It shouldn’t feel so intimate—just a call, just a Sundaynight after church—but it does. Maybe it’s the way the lamplight beside him softens his features, or how relaxed he looks, like I’m seeing him in a version of himself reserved for when the world isn’t watching.
I tuck my knees closer to my chest, the blanket wrapped around me like armor. My hair is piled in a messy top knot that’s probably falling apart, but from the way his eyes flick toward the screen every so often, I wonder if he notices. And if he does…what does he see?
He asked earlier how Harper liked church—like it mattered to him. Like he was paying attention to not just me, but to the people I love. I told him she’d survived it, which in Harper terms means she probably didn’t hate it. But the way he smiled when I said she signed up to serve…it stirred something warm in my chest. Something I don’t want to name yet.
Now the room is quiet, except for him—his guitar, his humming, his presence filling the silence in a way that makes it feel anything but empty. My laptop screen glows, framing him in a rectangle of light, and I realize with a little jolt of truth: this is the best part of my day.
The steady strum from his guitar slows until it fades into silence, and I watch as he closes a little notebook resting on the arm of his couch. He tries to move casually, but my curiosity sparks instantly.
“What are you writing?” I ask, propping my chin into my palm.
He hesitates, lips quirking. “Just lyrics. Nothing finished. Nothing for public ears yet.”
Lyrics. The word makes something flutter in my chest. He says it so offhand, but I can tell it matters to him. It matters a lot.
I smile before I can stop myself. “What inspires you?”
His eyes lift to the camera, and even though it’s just pixels and light, the weight of his gaze makes my stomach dip. He drums his fingers against the guitar like he’s stalling, then finally says, “Moments, mostly. Things I feel but can’t really explain any other way.”
“Moments?” I tilt my head, urging him on.
He shifts, leaning forward, like the conversation suddenly got heavier. “Like…the other day. When we almost kissed.”
My breath catches. My blanket feels too warm, my skin prickling under his words. Of course I remember. My heart has replayed that moment on an endless loop.
He doesn’t look away, doesn’t soften the edges of what he’s admitting. “I haven’t stopped thinking about it,” he says, voice lower now, like it’s a secret meant only for me. “The way you looked up at me…I knew you felt it too. But I didn’t want to push. Not if it meant scaring you off.”
Something inside me flips. The way he says it makes it hard to breathe. Because he’s right. I did feel it. I do.

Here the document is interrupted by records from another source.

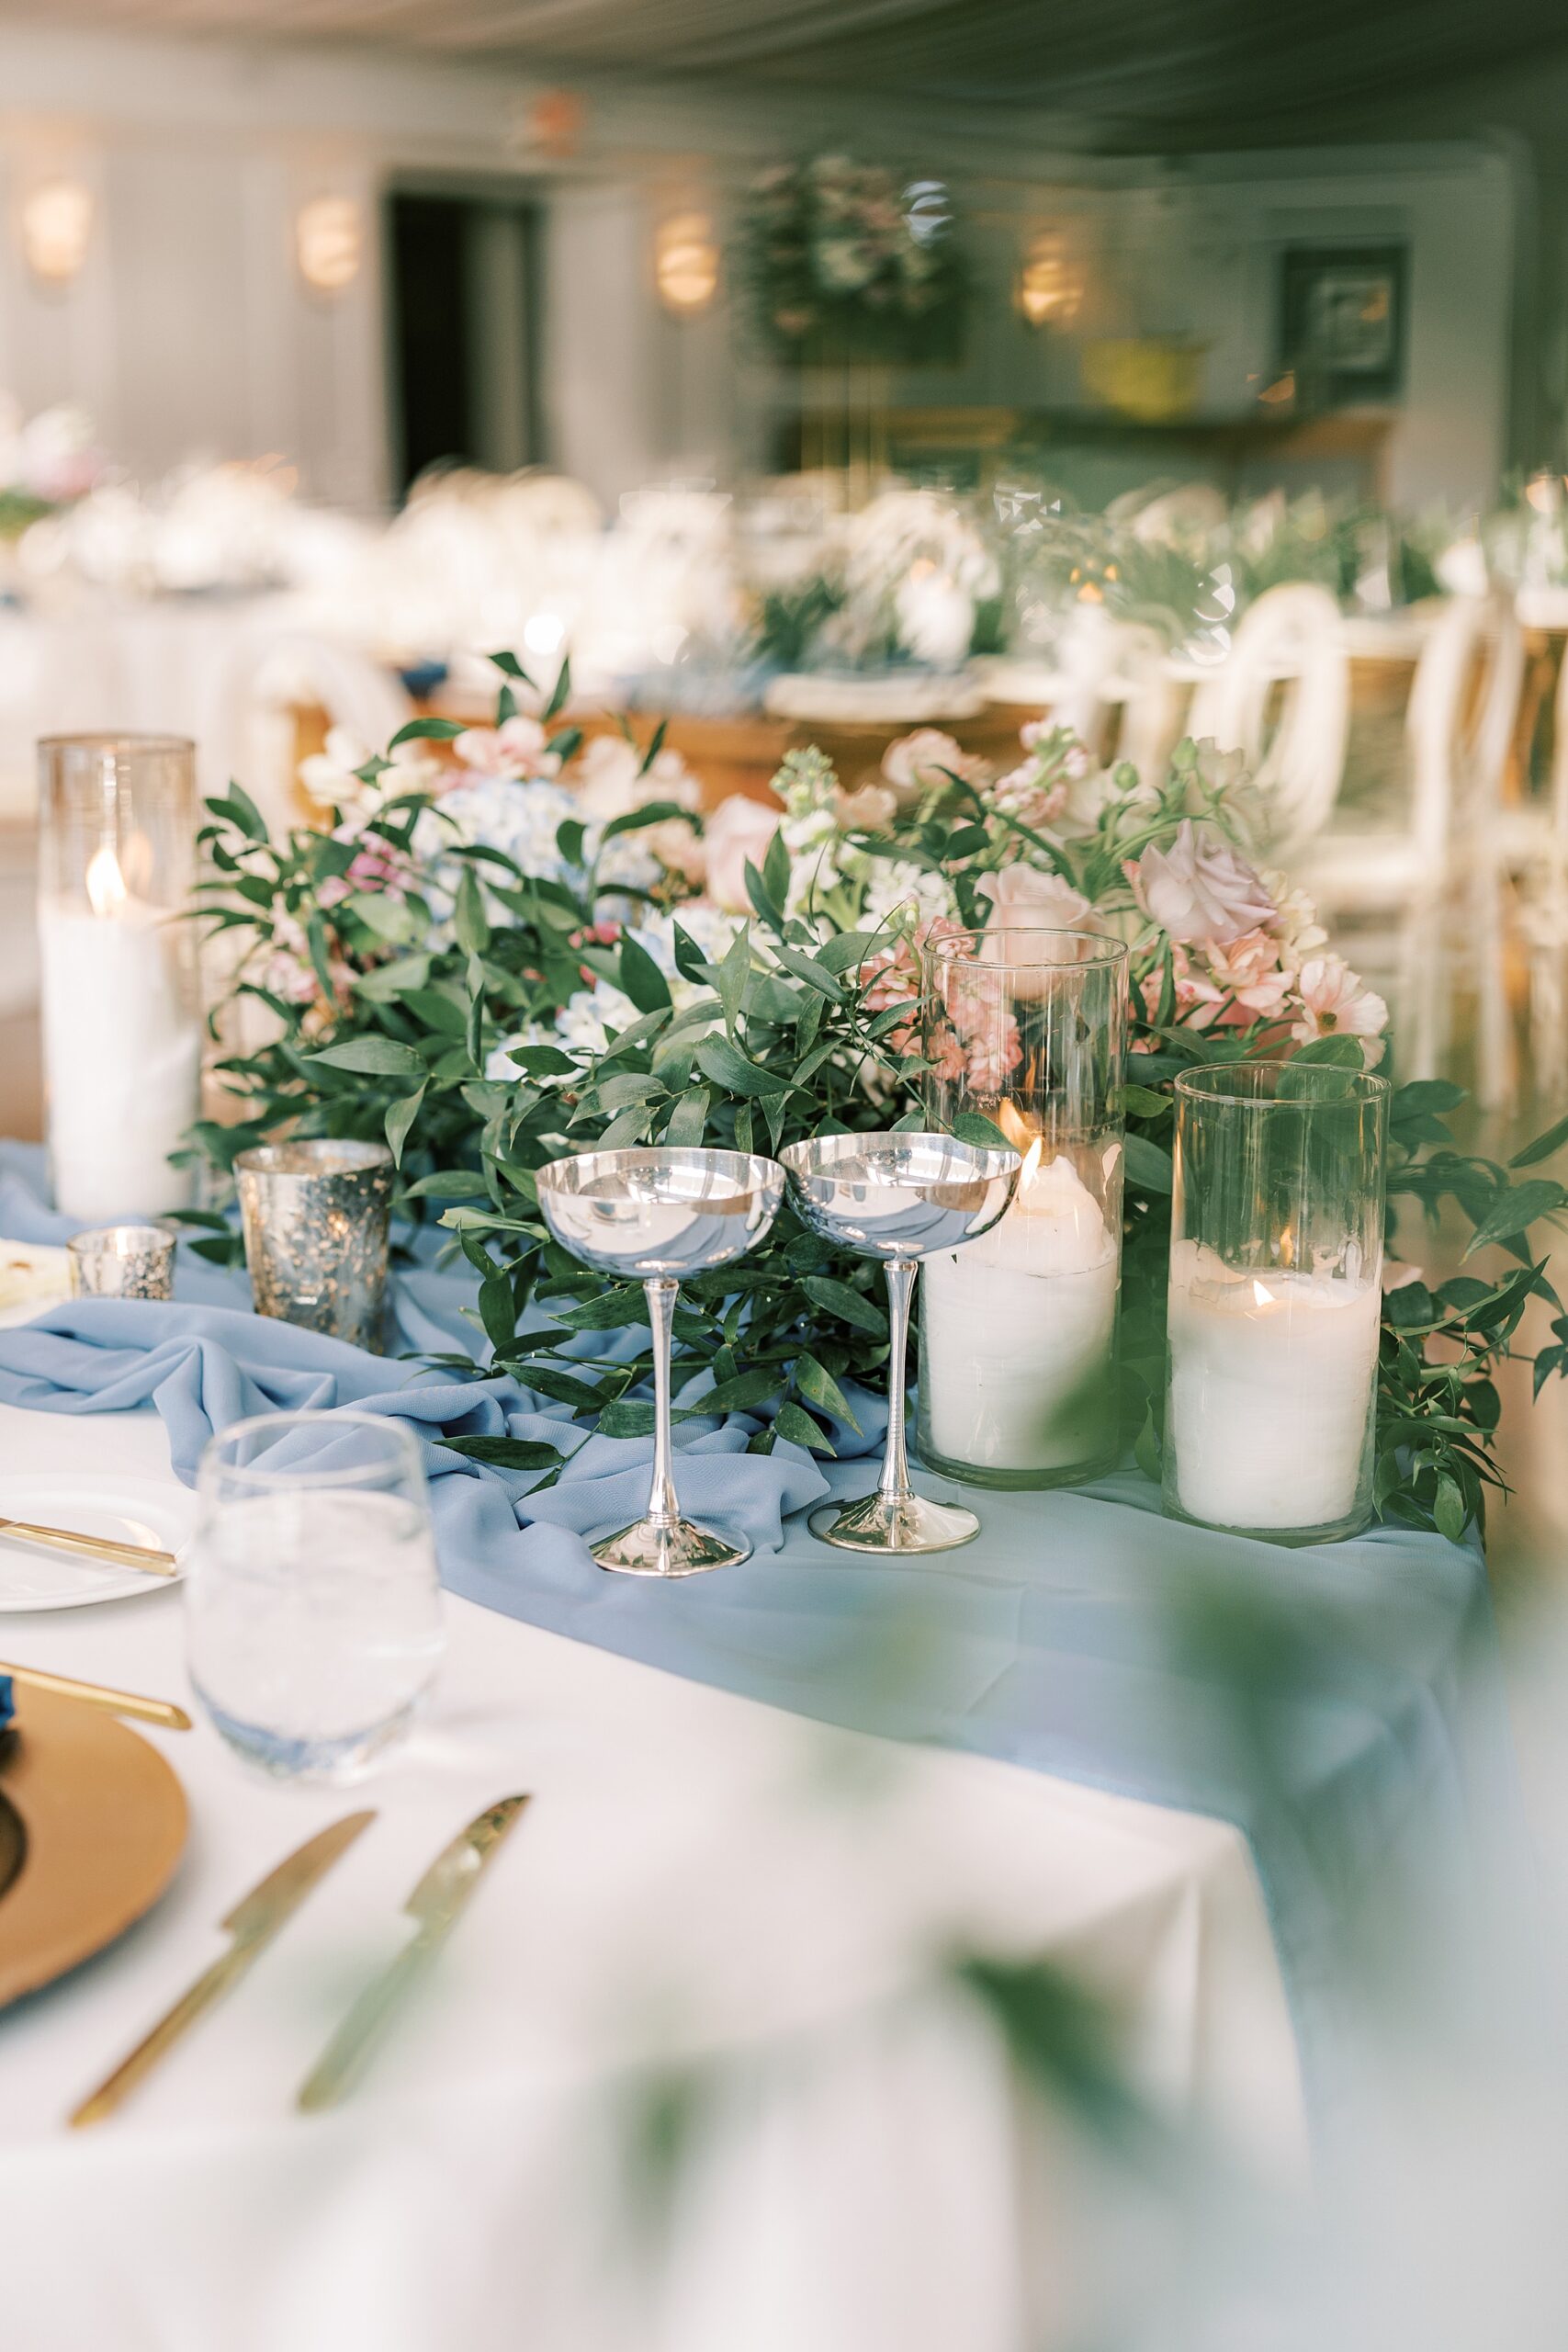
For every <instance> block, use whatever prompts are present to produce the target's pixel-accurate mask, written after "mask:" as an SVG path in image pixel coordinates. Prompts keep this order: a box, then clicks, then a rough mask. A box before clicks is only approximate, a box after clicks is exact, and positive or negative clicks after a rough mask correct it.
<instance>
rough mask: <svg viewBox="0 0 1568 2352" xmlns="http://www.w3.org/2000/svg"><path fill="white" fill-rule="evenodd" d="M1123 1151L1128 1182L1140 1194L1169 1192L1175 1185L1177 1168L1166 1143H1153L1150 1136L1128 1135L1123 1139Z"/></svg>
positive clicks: (1131, 1134) (1121, 1145)
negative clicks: (1173, 1162)
mask: <svg viewBox="0 0 1568 2352" xmlns="http://www.w3.org/2000/svg"><path fill="white" fill-rule="evenodd" d="M1121 1150H1124V1155H1126V1160H1124V1164H1126V1181H1128V1183H1131V1185H1133V1190H1138V1192H1168V1190H1171V1185H1173V1183H1175V1167H1173V1162H1171V1152H1168V1150H1166V1148H1164V1143H1152V1141H1150V1136H1138V1134H1126V1136H1124V1138H1121Z"/></svg>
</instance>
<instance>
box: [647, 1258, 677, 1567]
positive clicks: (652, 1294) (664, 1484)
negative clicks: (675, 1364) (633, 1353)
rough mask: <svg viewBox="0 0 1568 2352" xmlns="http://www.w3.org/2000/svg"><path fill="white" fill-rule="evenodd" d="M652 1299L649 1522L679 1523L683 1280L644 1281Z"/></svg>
mask: <svg viewBox="0 0 1568 2352" xmlns="http://www.w3.org/2000/svg"><path fill="white" fill-rule="evenodd" d="M642 1291H644V1296H646V1301H649V1324H651V1329H654V1489H651V1494H649V1522H651V1524H654V1526H675V1524H677V1522H679V1503H677V1501H675V1456H672V1449H670V1338H672V1331H675V1298H677V1294H679V1282H672V1279H670V1275H656V1277H654V1279H651V1282H644V1284H642Z"/></svg>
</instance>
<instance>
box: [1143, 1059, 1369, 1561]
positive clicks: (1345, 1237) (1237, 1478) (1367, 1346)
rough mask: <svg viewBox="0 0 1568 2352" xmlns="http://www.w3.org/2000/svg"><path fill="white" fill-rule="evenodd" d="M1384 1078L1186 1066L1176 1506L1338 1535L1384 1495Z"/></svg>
mask: <svg viewBox="0 0 1568 2352" xmlns="http://www.w3.org/2000/svg"><path fill="white" fill-rule="evenodd" d="M1387 1098H1389V1087H1387V1080H1382V1077H1375V1075H1373V1073H1368V1070H1342V1068H1338V1065H1328V1063H1284V1061H1246V1063H1229V1065H1218V1068H1208V1070H1182V1073H1180V1077H1178V1080H1175V1152H1173V1190H1171V1287H1168V1294H1166V1310H1168V1374H1166V1435H1164V1498H1166V1508H1168V1510H1173V1512H1178V1515H1180V1517H1187V1519H1199V1522H1204V1524H1206V1526H1220V1529H1234V1531H1239V1534H1255V1536H1267V1538H1272V1541H1274V1543H1331V1541H1335V1538H1340V1536H1349V1534H1354V1531H1356V1529H1361V1526H1363V1524H1366V1519H1368V1517H1371V1508H1373V1423H1375V1404H1378V1334H1380V1324H1382V1279H1380V1275H1382V1207H1385V1145H1387Z"/></svg>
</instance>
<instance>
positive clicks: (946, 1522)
mask: <svg viewBox="0 0 1568 2352" xmlns="http://www.w3.org/2000/svg"><path fill="white" fill-rule="evenodd" d="M806 1524H809V1529H811V1534H813V1536H816V1541H818V1543H837V1545H839V1550H844V1552H952V1550H957V1548H959V1543H973V1541H976V1536H978V1534H980V1522H978V1519H976V1515H973V1510H964V1508H961V1505H959V1503H926V1498H924V1494H912V1496H905V1501H900V1503H886V1501H884V1498H882V1496H879V1494H867V1496H865V1498H863V1501H860V1503H823V1508H820V1510H813V1512H811V1519H809V1522H806Z"/></svg>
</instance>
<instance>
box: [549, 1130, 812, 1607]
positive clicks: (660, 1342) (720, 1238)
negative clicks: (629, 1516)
mask: <svg viewBox="0 0 1568 2352" xmlns="http://www.w3.org/2000/svg"><path fill="white" fill-rule="evenodd" d="M536 1183H538V1207H541V1209H543V1216H545V1225H548V1228H550V1232H552V1235H555V1240H557V1242H559V1244H562V1249H567V1251H571V1256H574V1258H576V1261H578V1265H592V1268H595V1270H597V1272H602V1275H621V1277H623V1279H628V1277H632V1279H637V1277H639V1279H642V1289H644V1291H646V1301H649V1324H651V1327H654V1486H651V1494H649V1512H646V1519H637V1524H635V1526H623V1529H621V1531H618V1534H614V1536H602V1538H599V1541H597V1543H590V1545H588V1550H590V1552H592V1557H595V1559H597V1562H599V1566H602V1569H618V1571H621V1573H623V1576H696V1573H698V1571H701V1569H731V1566H736V1562H741V1559H745V1557H748V1555H750V1543H745V1541H743V1538H736V1536H729V1534H722V1531H719V1529H712V1526H696V1524H693V1522H691V1519H682V1515H679V1503H677V1498H675V1468H672V1449H670V1331H672V1327H675V1296H677V1291H679V1277H682V1275H705V1272H712V1268H715V1265H729V1263H731V1261H733V1258H743V1256H745V1251H748V1249H752V1247H755V1244H757V1242H762V1240H764V1235H766V1230H769V1225H771V1223H773V1218H776V1216H778V1204H780V1200H783V1169H780V1167H778V1162H776V1160H759V1157H757V1155H752V1152H710V1150H696V1148H693V1150H682V1148H679V1145H651V1143H649V1145H632V1148H630V1150H623V1152H581V1155H578V1157H576V1160H552V1162H550V1167H543V1169H541V1171H538V1178H536Z"/></svg>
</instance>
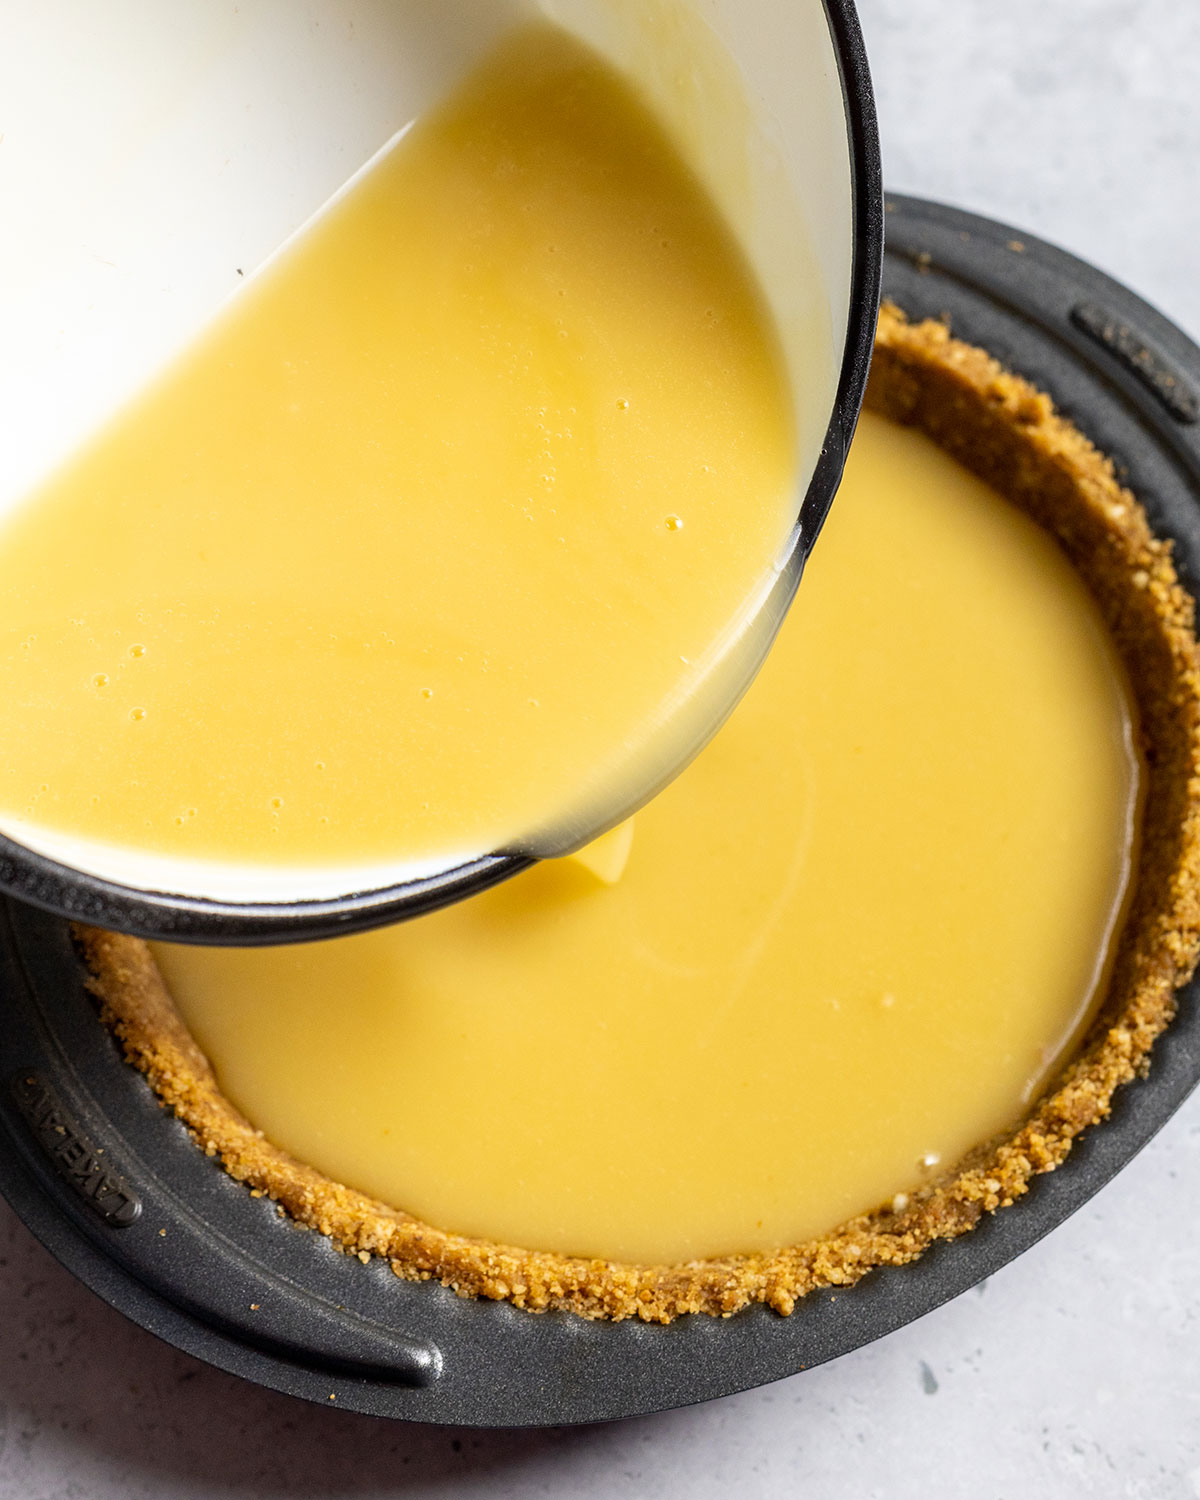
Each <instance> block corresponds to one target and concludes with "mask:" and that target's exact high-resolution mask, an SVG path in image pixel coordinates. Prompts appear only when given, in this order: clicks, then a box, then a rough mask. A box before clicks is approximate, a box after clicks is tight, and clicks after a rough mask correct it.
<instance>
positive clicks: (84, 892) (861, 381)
mask: <svg viewBox="0 0 1200 1500" xmlns="http://www.w3.org/2000/svg"><path fill="white" fill-rule="evenodd" d="M823 5H825V10H826V17H828V23H829V33H831V36H832V39H834V48H835V52H837V58H838V68H840V71H841V93H843V99H844V107H846V121H847V136H849V147H850V181H852V208H853V260H852V275H850V287H852V297H850V314H849V324H847V339H846V351H844V356H843V363H841V372H840V380H838V389H837V398H835V404H834V411H832V416H831V419H829V426H828V432H826V435H825V443H823V446H822V450H820V456H819V459H817V465H816V469H814V472H813V478H811V483H810V486H808V489H807V492H805V496H804V502H802V505H801V511H799V526H798V541H796V550H795V553H793V558H792V565H790V567H789V568H787V570H786V577H784V585H786V586H790V588H795V583H796V582H798V580H799V573H801V570H802V565H804V559H805V558H807V555H808V550H810V547H811V544H813V541H814V540H816V535H817V532H819V531H820V525H822V522H823V520H825V514H826V513H828V508H829V504H831V502H832V498H834V492H835V490H837V484H838V481H840V478H841V466H843V463H844V459H846V449H847V446H849V440H850V435H852V432H853V426H855V423H856V420H858V411H859V407H861V402H862V392H864V389H865V383H867V371H868V366H870V351H871V338H873V332H874V315H876V311H877V308H879V278H880V267H882V254H883V251H882V246H883V189H882V174H880V162H879V133H877V126H876V114H874V98H873V93H871V83H870V72H868V68H867V54H865V49H864V46H862V34H861V30H859V26H858V18H856V12H855V6H853V3H852V0H823ZM529 862H531V861H529V858H528V856H526V855H519V853H493V855H486V856H483V858H478V859H472V861H469V862H466V864H462V865H458V867H456V868H452V870H446V871H438V873H437V874H432V876H428V877H425V879H419V880H407V882H404V883H398V885H389V886H383V888H378V889H368V891H359V892H351V894H345V895H339V897H335V898H329V900H303V901H219V900H208V898H204V897H187V895H177V894H171V892H166V891H144V889H138V888H135V886H129V885H123V883H118V882H114V880H105V879H101V877H99V876H95V874H89V873H87V871H83V870H74V868H71V867H69V865H65V864H62V862H58V861H55V859H49V858H46V856H45V855H42V853H37V852H36V850H33V849H27V847H26V846H24V844H21V843H18V841H15V840H12V838H7V837H5V835H3V834H0V891H5V892H7V894H9V895H13V897H17V898H18V900H21V901H24V903H27V904H30V906H37V907H42V909H43V910H49V912H55V913H58V915H65V916H71V918H72V919H77V921H86V922H95V924H96V926H101V927H110V929H113V930H114V932H126V933H136V935H138V936H142V938H162V939H169V941H178V942H192V944H220V945H240V944H245V945H251V944H284V942H305V941H311V939H318V938H333V936H338V935H345V933H353V932H362V930H366V929H369V927H380V926H386V924H387V922H395V921H401V919H405V918H411V916H420V915H422V913H425V912H429V910H432V909H435V907H438V906H446V904H449V903H450V901H456V900H462V898H463V897H468V895H474V894H477V892H480V891H484V889H487V886H490V885H495V883H498V882H499V880H505V879H508V877H510V876H513V874H517V873H519V871H520V870H523V868H526V867H528V865H529Z"/></svg>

I open my mouth, but words stall, tangled somewhere between my throat and my heart. My silence should feel awkward, but it doesn’t. It’s charged. Alive. Like he can hear the unspoken yes pulsing through me.
Then he says my name—soft, steady, reverent, “Ivy.”
The sound of it from his lips sends a shiver through me.
“I wanted to kiss you so bad.”
I blink, stunned by how direct he is, my heart thudding like it’s trying to escape my chest. And before I can talk myself out of it, I whisper the truth that’s been lodged in my chest since that night. “I really wanted you to kiss me.”
The silence stretches, but it isn’t heavy. It thrums between us, like the aftertaste of a song you don’t want to end.
Then Gray leans closer to the camera, elbows on his knees. His voice is steady, but I catch the flicker of a smile tugging at the corner of his mouth. “Movie night at my place tomorrow?”
The question sends a rush of warmth through me, stronger than I expect. He says it so casually, but there’s nothing casual about how much my heart jumps.
“Yes,” I say before my brain can second-guess. My cheeks heat, but I don’t care. “I’d like that.”
His grin spreads slow and wide, and my pulse skips at how boyish and genuine it looks. “Good. I’ll text you the address.”
“Finally. I get to see this mysterious apartment of yours. And meet the infamous Goliath.” I tease to cover the flutter in my chest.
He chuckles, leaning back on the couch. “Brace yourself. He doesn’t share affection easily. But don’t worry—I warned him you’re special.”
My heart stutters at that, and I duck under my blanket to hide my smile. “I’ll bring popcorn.”
“Perfect,” he says. Then his voice softens, dipping lower, almost like he’s talking to himself. “Fair warning, though…”
I narrow my eyes, suspicious. “About what?”